The Scream theme continues with a live commentary screening of Scream 3, hosted by Trace and Joe of the popular Horror Queers podcast, who will dissect the film’s legacy and, crucially, its maligned haircuts. Also on the bill is Jesse’s Revenge, a one-off retrospective event marking the 40th anniversary of A Nightmare on Elm Street Part 2, long regarded as a landmark in queer horror cinema.

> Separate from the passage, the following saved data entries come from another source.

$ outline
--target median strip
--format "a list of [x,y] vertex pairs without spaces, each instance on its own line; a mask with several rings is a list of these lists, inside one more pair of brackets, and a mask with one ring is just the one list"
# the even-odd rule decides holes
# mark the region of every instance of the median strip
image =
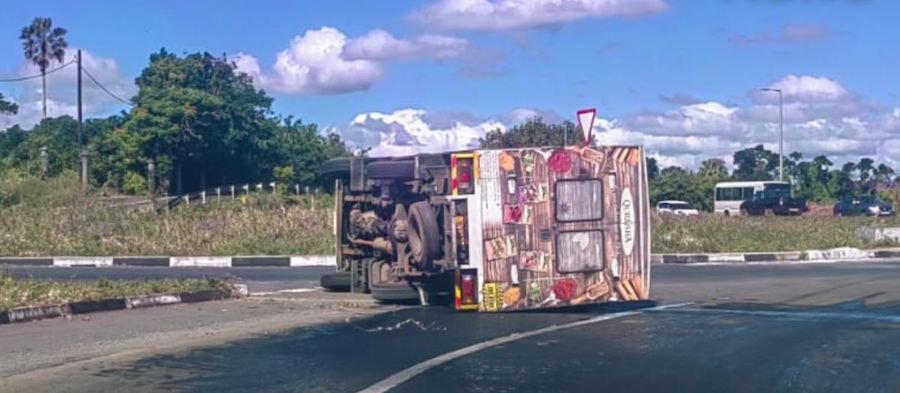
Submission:
[[54,282],[0,272],[0,324],[247,295],[222,280]]
[[55,266],[55,267],[305,267],[334,266],[333,255],[258,255],[258,256],[195,256],[195,257],[0,257],[0,266]]

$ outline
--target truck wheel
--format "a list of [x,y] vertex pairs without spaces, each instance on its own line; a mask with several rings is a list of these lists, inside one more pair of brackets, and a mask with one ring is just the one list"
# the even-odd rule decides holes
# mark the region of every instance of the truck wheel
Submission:
[[409,206],[409,248],[419,267],[428,270],[441,253],[441,235],[437,218],[428,202]]
[[319,174],[322,176],[347,175],[350,173],[350,159],[347,157],[332,158],[322,163]]
[[323,274],[319,279],[322,288],[335,292],[347,292],[350,290],[350,272],[334,272]]
[[412,160],[375,161],[366,165],[366,175],[371,179],[412,180],[416,163]]
[[406,282],[371,285],[372,298],[384,303],[412,303],[419,301],[419,291]]

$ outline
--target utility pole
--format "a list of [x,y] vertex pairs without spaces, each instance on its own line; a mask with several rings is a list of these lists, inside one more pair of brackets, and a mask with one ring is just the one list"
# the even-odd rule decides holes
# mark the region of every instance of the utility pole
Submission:
[[78,148],[84,147],[84,119],[81,114],[81,49],[78,50]]
[[784,181],[784,92],[769,87],[760,90],[778,93],[778,130],[781,134],[778,141],[778,180]]
[[81,100],[81,49],[78,50],[78,156],[81,158],[81,188],[88,185],[88,153],[84,148],[84,117]]

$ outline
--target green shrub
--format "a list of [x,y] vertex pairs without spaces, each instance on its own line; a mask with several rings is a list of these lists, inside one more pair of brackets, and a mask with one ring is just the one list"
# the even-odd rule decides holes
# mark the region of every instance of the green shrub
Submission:
[[147,179],[137,172],[126,172],[122,183],[122,191],[126,194],[144,195],[147,193]]

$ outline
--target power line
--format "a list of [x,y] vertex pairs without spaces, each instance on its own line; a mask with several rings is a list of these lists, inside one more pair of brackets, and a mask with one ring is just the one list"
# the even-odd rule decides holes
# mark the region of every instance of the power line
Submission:
[[106,94],[109,94],[110,97],[119,100],[120,102],[122,102],[122,103],[125,104],[125,105],[131,105],[131,106],[134,106],[134,104],[132,104],[132,103],[129,102],[128,100],[124,100],[124,99],[122,99],[121,97],[119,97],[119,96],[113,94],[113,92],[109,91],[106,87],[104,87],[103,85],[101,85],[100,82],[97,82],[97,80],[94,79],[94,76],[91,75],[90,72],[88,72],[87,68],[84,68],[84,66],[82,66],[82,67],[81,67],[81,70],[84,71],[85,75],[87,75],[88,78],[90,78],[90,79],[94,82],[94,84],[97,85],[97,87],[99,87],[101,90],[105,91]]
[[[52,70],[50,70],[50,71],[47,71],[47,73],[46,73],[46,74],[43,74],[43,75],[50,75],[50,74],[52,74],[52,73],[54,73],[54,72],[56,72],[56,71],[59,71],[59,70],[61,70],[61,69],[63,69],[63,68],[66,68],[66,67],[72,65],[72,63],[74,63],[74,62],[75,62],[75,60],[69,61],[68,63],[65,63],[65,64],[63,64],[63,65],[61,65],[61,66],[59,66],[59,67],[56,67],[56,68],[54,68],[54,69],[52,69]],[[27,80],[29,80],[29,79],[40,78],[41,76],[42,76],[42,74],[36,74],[36,75],[23,76],[23,77],[21,77],[21,78],[0,79],[0,82],[22,82],[22,81],[27,81]]]

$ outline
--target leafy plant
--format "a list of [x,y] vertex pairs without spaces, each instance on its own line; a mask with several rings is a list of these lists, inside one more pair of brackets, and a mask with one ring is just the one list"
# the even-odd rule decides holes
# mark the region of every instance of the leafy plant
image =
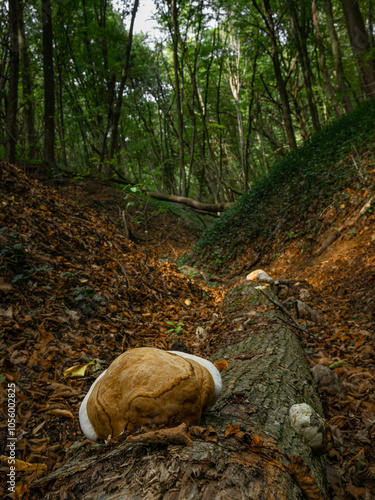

In addition to the slashers, the programme casts a wider net across the horror spectrum. Fiona Dourif leads Psychonaut, a UK premiere that blends sapphic science fiction with noir surrealism, while Sunset on the River Styx offers a lyrical entry into vampire cult cinema. David-Jan Bronsgeest’s Binary explores body horror through the lens of trans identity, and Egyptian director Marwan Mokbel contributes The Judgment, which confronts hereditary trauma with folkloric dread.
Closing the weekend is The Rebrand, a satirical slasher from Kaye Adelaide and Mariel Sharpe that targets influencer culture with gleeful malice and sharp commentary. Other highlights include Parker Brennon’s road trip anthology Hauntology and Michael Varrati’s There’s a Zombie Outside, a film-within-a-film experiment that probes the psychology of independent horror creators.

Festival director Mitch Harrod emphasised the political urgency behind this year’s selection. “Times may feel like the apocalypse with rights being revoked, sponsors jumping ship, books being banned and stories being erased,” they said. “But let the horror history books set the record straight: queer is here—always has and always will be.”
The festival continues its commitment to accessibility by remaining entirely online and running on a donation-based system, with proceeds supporting Not A Phase, a UK charity for trans, non-binary and gender-diverse adults. Most films will be available to international viewers, though some screenings will be restricted to UK audiences.